When Buck is hired by a billionaire businessman to protect the first journey of a high-speed train between Los Angeles and Las Vegas that runs through an area of desert that Buck calls the Blacklight Triangle – due to the high instance of ghost activity in the area – he jumps at the chance. Buck has history in the Triangle, and suspects that this train journey may be the best bet he has of finding out what happened to his parents. Assembling a team, Buck boards the train along with an assortment of film and music stars, a camera crew, and the man slated to be the next President of the USA – and his Secret Service detail – and finds himself on a high-speed journey into hell with no-one to trust but himself.

“By writers from the SAW franchise”, the book cover tells us, something which excited me until I realised that Messrs Melton and Dunstan were behind four of the later entries to a series that – in my opinion – lost the plot about ten minutes into the third instalment. So, I started Black Light with a certain amount of trepidation. We’re thrown into the middle of the action, and we discover Buck’s Gift as we watch him use it to ensnare the ghost of a child killer who is haunting his wife. Buck is a character of some depth: he’s an orphan with this strange gift, and the only conclusion he can draw is that one or other of his parents has passed it on to him. He has a strange relationship with a young woman who is head-over-heels in love with him, and an even stranger relationship with his local priest, a man who provides him with the silver urns he requires to “store” his marks. He has a long and troubled history with the Blacklight, a history that cost one man his life, and almost cost Buck his own, but for Buck it’s the only way he is ever likely to discover who he is, and where he came from.

The story starts slowly, introducing the characters, and their various abilities, and the concept of the high-speed train that runs between the Lost Angels Plaza in Los Angeles and the Dreamworld resort in Las Vegas. As we see these things spring into life around us, I couldn’t help but be struck by similarities to the third volume of Stephen King’s Dark Tower epic, The Waste Lands: the Lost Angels Plaza as the Cradle of Lud; the Jaeger Laser as Blaine the Mono; the Blacklight Triangle as the waste lands themselves. Like Roland’s story, there’s an overarching sense of doom as the main players move into position, and the train readies for departure.

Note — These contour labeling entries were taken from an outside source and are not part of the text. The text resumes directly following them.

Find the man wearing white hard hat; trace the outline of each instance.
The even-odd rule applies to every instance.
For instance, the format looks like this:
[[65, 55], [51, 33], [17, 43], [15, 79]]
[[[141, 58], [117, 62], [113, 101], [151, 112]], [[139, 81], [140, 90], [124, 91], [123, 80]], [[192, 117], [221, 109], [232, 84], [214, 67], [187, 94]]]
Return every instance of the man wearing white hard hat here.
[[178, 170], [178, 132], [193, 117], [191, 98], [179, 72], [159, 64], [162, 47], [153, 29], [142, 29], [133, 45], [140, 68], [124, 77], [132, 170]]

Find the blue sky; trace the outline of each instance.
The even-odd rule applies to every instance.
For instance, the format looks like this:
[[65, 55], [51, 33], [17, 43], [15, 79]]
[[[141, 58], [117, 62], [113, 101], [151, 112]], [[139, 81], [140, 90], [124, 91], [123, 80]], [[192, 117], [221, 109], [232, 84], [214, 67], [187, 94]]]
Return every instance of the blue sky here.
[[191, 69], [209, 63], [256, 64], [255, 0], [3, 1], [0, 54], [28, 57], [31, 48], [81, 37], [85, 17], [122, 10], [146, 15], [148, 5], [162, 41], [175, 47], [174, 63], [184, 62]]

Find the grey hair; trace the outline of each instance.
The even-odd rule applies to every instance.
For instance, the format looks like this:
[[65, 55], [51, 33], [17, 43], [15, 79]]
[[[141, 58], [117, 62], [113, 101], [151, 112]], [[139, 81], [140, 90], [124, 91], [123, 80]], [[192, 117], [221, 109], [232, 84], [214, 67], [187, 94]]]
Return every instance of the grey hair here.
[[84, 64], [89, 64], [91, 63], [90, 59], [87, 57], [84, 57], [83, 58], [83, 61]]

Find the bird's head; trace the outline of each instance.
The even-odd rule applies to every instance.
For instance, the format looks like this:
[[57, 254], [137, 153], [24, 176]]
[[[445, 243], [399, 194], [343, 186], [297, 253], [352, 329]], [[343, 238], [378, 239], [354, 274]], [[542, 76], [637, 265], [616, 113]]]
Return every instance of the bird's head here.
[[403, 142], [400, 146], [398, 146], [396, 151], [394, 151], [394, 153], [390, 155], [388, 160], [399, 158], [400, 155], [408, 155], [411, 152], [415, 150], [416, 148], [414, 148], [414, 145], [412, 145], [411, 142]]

From that point on, around about the middle of the book, the narrative grabs the reader by the throat, throttles up a few notches, and drags us along for a ride that moves as fast as the train itself. There is no let-up in the action, and I would certainly recommend trying to read this portion of the book in a single sitting for maximum effect. The authors have a fine grasp of how to move a story along at breakneck pace, and how to keep the reader interested. The story is extremely visual, cinematic in its approach and scope. The book cover adds to this illusion, a movie poster that is eye-catching and intriguing. There are times when it seems we’re reading a film script – or a Matthew Reilly novel – but thankfully they’re few and far between. There is no mistaking that these are very talented writers who have done an excellent job of translating their skills of writing for the screen to writing an engaging and extremely entertaining novel.

Dark, gory and brilliantly-plotted, Black Light combines the elements of a good horror novel, with the stylistic tics of a mystery story, and the pace and tone of the best thrillers on the market. Melton, Dunstan and Romano have created, in Buck Carlsbad, a likeable, if somewhat damaged, character that the reader can identify with and root for. They’ve also created a mythology and backstory that is solid and original. The combination make this one to watch, and a dead cert for a series of novels and films charting Buck’s journey. If you’re a fan of Felix Castor or John Constantine, or are looking for a horror story that’s a bit different from the norm, then Black Light is the book for you.